Aug 23 11:42:50 ha2 crmd: [1166]: info: process_lrm_event: LRM
operation
mysqld_stop_0 (call=10, rc=0, cib-update=57, confirmed=true) ok
Aug 23 11:42:50 ha2 crmd: [1166]: info: match_graph_event: Action
mysqld_stop_0 (16) confirmed on ha2 (rc=0)
And here's the relevant log output from ha1:
Aug 23 11:42:47 ha1 crmd: [1243]: info: do_lrm_rsc_op: Performing
key=8:1:7:ec1989a8-ff84-4fc5-9f48-88e9b285797c op=mysqld_monitor_0 )
Aug 23 11:42:47 ha1 lrmd: [1240]: info: rsc:mysqld:5: probe
Aug 23 11:42:47 ha1 crmd: [1243]: info: process_lrm_event: LRM
operation
mysqld_monitor_0 (call=5, rc=7, cib-update=10, confirmed=true) not
running
Aug 23 11:43:36 ha1 crmd: [1243]: info: do_lrm_rsc_op: Performing
key=11:3:0:ec1989a8-ff84-4fc5-9f48-88e9b285797c op=mysqld_start_0 )
Aug 23 11:43:36 ha1 lrmd: [1240]: info: rsc:mysqld:11: start
Aug 23 11:43:36 ha1 lrmd: [1240]: info: RA output:
(mysqld:start:stdout)
Starting MySQL daemon: mysqld_safe.#012(See
/usr/local/mysql/data/mysql.messages for messages).

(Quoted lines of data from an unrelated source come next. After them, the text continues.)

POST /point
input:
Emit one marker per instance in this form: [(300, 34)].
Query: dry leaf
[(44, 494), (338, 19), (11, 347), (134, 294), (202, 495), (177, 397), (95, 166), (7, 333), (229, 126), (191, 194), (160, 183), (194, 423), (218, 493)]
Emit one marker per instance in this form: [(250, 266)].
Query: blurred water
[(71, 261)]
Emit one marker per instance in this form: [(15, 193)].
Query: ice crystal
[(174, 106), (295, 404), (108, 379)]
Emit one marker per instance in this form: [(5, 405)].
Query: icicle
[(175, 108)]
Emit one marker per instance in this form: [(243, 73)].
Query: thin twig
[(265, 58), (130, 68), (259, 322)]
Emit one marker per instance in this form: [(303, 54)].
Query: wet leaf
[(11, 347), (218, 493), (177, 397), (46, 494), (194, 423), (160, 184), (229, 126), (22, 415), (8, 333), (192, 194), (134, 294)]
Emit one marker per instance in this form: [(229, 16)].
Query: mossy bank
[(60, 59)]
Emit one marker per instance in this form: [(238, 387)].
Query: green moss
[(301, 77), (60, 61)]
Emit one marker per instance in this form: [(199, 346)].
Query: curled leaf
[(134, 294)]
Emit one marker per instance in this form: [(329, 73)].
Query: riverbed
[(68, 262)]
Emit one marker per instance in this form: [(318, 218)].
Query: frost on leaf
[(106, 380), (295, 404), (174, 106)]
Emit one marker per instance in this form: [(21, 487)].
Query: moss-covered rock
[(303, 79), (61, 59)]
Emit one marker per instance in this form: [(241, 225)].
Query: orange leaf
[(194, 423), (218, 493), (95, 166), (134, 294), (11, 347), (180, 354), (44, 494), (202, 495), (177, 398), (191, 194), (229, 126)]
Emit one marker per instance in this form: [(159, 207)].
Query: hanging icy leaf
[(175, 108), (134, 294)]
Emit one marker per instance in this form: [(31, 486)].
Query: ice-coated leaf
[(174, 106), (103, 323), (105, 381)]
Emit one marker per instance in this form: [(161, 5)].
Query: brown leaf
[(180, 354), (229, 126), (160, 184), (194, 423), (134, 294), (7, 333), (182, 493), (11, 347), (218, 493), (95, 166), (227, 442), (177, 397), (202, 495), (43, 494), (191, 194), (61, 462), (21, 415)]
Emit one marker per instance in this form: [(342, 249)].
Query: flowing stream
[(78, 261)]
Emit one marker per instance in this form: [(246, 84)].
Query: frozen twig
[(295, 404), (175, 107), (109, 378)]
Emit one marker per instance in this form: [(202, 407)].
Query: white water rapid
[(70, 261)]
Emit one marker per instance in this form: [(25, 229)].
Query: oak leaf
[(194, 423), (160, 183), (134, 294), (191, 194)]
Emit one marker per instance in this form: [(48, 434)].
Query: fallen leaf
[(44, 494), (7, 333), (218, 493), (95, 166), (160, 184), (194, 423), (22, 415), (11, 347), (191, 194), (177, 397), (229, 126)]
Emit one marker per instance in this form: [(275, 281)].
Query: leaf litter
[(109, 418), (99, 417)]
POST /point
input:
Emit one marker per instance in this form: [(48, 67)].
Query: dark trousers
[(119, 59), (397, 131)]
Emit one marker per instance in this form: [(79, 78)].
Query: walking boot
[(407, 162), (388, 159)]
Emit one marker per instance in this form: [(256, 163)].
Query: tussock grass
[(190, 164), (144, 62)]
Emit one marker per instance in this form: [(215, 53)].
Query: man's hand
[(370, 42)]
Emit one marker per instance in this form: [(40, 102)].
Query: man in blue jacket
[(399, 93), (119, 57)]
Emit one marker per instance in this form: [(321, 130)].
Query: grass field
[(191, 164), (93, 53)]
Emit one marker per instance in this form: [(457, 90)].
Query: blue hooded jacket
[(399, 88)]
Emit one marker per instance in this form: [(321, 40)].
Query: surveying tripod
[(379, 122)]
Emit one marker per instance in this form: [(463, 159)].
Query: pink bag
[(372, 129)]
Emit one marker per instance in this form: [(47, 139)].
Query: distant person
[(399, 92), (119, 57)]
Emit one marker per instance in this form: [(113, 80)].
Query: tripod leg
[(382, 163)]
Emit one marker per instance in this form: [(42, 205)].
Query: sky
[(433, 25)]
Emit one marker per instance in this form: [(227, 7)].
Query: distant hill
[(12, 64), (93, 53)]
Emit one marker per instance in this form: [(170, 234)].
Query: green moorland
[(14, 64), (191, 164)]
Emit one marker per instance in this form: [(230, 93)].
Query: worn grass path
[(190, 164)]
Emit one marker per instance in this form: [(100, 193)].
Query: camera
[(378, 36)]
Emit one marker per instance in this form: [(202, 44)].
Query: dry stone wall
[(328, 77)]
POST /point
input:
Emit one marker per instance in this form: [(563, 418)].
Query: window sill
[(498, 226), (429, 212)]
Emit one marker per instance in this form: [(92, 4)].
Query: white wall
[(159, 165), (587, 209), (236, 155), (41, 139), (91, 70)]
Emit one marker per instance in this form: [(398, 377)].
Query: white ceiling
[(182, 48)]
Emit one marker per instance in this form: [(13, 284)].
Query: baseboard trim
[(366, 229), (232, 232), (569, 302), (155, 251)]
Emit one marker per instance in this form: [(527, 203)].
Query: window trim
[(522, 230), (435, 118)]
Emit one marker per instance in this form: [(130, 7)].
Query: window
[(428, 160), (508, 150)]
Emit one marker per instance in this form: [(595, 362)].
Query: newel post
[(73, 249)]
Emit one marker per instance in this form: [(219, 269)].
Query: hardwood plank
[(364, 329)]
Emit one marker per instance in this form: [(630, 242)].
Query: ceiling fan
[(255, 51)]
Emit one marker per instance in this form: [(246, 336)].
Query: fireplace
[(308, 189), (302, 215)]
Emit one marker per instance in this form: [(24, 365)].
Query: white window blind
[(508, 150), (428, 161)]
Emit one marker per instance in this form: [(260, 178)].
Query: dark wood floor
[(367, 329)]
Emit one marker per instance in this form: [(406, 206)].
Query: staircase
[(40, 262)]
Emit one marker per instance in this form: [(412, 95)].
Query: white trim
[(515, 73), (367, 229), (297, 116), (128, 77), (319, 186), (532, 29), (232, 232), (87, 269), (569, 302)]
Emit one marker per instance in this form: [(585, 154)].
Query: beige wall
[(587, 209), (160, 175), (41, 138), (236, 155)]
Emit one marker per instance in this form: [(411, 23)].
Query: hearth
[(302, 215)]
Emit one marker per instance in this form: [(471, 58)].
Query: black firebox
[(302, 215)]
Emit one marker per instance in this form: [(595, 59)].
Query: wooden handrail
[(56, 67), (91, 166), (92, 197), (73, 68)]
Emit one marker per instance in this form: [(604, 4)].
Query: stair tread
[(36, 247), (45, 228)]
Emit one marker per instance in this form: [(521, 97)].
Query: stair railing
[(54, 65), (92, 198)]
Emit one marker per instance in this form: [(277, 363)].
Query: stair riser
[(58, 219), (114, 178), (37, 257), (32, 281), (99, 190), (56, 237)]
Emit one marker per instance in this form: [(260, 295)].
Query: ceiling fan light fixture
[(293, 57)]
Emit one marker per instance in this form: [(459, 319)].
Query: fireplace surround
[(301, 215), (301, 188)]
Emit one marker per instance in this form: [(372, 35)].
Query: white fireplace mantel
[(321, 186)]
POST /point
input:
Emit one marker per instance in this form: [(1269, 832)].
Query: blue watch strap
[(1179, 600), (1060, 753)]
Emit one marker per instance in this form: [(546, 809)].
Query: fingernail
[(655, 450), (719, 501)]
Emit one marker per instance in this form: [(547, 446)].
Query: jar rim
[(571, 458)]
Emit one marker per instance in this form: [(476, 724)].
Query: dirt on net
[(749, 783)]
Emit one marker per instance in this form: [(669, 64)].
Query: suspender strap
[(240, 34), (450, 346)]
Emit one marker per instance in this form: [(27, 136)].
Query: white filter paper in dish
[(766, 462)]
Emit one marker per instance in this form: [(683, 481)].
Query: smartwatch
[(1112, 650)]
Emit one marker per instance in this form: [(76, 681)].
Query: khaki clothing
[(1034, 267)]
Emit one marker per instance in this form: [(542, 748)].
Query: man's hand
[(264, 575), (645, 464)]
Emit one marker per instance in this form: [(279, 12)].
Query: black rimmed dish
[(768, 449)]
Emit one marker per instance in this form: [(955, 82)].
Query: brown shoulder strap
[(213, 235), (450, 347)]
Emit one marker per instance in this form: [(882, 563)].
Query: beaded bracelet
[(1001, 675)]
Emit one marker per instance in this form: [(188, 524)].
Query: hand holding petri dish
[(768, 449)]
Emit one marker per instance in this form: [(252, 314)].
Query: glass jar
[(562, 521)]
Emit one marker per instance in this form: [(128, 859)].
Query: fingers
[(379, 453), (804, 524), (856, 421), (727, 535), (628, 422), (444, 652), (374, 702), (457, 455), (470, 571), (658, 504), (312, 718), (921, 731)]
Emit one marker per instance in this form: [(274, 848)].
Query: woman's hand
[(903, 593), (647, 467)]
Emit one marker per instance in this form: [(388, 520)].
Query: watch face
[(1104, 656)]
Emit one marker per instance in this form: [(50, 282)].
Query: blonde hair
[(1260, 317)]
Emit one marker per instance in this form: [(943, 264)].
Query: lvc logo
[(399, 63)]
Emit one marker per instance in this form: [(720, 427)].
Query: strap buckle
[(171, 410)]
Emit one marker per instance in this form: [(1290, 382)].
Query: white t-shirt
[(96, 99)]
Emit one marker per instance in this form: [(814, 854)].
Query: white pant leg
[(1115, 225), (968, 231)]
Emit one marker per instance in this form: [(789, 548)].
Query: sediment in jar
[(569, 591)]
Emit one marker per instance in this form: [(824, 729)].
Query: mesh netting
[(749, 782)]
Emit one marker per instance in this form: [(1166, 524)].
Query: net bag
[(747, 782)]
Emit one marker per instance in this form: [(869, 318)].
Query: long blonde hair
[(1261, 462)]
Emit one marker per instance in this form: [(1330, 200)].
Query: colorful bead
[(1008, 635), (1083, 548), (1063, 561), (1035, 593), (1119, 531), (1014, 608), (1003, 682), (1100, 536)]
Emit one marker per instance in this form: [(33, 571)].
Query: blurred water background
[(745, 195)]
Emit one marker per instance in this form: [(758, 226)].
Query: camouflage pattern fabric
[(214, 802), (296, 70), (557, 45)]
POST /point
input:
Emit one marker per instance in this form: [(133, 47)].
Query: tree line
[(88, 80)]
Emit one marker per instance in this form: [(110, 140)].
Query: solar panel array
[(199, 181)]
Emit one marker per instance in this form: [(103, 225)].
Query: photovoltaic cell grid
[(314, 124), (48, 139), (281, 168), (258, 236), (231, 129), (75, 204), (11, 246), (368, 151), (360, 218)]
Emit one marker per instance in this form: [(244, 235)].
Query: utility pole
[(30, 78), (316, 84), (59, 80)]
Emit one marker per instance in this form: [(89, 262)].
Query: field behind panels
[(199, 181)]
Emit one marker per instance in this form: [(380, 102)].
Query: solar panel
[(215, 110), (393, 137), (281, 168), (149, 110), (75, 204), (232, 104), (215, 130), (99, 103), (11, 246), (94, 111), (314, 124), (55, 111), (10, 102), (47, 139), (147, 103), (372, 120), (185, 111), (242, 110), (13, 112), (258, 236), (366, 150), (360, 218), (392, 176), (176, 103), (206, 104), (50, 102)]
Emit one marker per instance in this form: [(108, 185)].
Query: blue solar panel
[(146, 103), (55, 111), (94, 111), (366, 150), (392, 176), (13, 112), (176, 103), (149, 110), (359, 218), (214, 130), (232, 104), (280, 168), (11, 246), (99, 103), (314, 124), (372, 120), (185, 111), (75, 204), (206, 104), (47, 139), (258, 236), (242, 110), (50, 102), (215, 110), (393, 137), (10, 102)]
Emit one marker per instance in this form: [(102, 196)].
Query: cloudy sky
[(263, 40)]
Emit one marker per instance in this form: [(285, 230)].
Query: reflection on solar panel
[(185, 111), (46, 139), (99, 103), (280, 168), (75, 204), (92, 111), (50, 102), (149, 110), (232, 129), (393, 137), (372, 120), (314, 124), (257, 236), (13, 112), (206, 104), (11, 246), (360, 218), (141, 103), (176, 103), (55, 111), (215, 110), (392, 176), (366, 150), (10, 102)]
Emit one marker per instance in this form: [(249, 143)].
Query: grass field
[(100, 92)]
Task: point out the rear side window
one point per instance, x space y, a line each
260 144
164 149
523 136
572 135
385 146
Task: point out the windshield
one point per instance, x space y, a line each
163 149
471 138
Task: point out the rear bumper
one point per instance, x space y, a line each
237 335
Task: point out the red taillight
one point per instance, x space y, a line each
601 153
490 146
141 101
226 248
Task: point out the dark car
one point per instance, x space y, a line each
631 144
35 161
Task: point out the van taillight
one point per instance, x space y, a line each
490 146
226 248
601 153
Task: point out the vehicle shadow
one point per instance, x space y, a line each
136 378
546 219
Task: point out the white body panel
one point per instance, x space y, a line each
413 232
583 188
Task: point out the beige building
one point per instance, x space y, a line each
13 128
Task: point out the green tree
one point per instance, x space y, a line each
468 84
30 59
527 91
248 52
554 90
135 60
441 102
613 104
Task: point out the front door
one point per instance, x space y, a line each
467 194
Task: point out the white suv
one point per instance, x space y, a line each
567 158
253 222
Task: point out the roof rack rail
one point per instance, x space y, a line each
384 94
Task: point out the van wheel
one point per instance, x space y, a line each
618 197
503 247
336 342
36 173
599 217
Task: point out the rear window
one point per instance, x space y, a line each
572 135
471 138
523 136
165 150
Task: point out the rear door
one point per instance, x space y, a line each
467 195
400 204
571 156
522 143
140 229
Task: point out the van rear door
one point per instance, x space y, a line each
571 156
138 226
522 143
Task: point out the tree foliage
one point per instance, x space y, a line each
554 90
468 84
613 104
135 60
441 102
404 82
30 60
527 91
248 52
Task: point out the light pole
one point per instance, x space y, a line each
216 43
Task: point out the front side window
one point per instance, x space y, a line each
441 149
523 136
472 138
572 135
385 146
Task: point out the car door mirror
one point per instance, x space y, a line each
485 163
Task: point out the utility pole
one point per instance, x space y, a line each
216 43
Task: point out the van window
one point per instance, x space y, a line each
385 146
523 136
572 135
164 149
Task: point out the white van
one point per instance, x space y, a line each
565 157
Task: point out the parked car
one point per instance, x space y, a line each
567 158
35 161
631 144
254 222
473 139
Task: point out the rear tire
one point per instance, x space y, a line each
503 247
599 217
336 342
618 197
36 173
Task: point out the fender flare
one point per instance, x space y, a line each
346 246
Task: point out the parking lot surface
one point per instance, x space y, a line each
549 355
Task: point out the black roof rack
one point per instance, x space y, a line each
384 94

Aug 23 11:43:36 ha1 crmd: [1243]: info: process_lrm_event: LRM
operation
mysqld_start_0 (call=11, rc=0, cib-update=18, confirmed=true) ok
So, ha2 stopped mysqld at 11:42:50, but ha1 didn't start mysqld until
11:43:36, a full 46 seconds after it was stopped on ha2. Any ideas
why
the delay for mysqld was so long, when the MysqlIP resource moved
almost
instantly?
Couple thoughts.
Are you sure both servers have the same time (in sync)?
Yep. They're both using NTP.
On HA2 did verify mysqld was actually done stopping at the 11:42:50 mark?
I don't use mysql so I can't say from experience.
Yes, I kept checking (with ps -ef | grep mysqld) every few
seconds, and it stopped running around that time. As soon as it
stopped running on ha2, I started checking on ha1 and it was quite a
while before mysqld started. I knew it was at least 30 seconds, and
I believe it was actually 42 seconds as the logs indicate.
Just curious but do you really want it to failback if it's actively running
on ha2?
Interesting point. I had just assumed that it was good practice to
have a preferred node for a service, but I guess it doesn't matter.
If I don't care which node the services run on, do I just remove the
location constraints for the mysql-resources group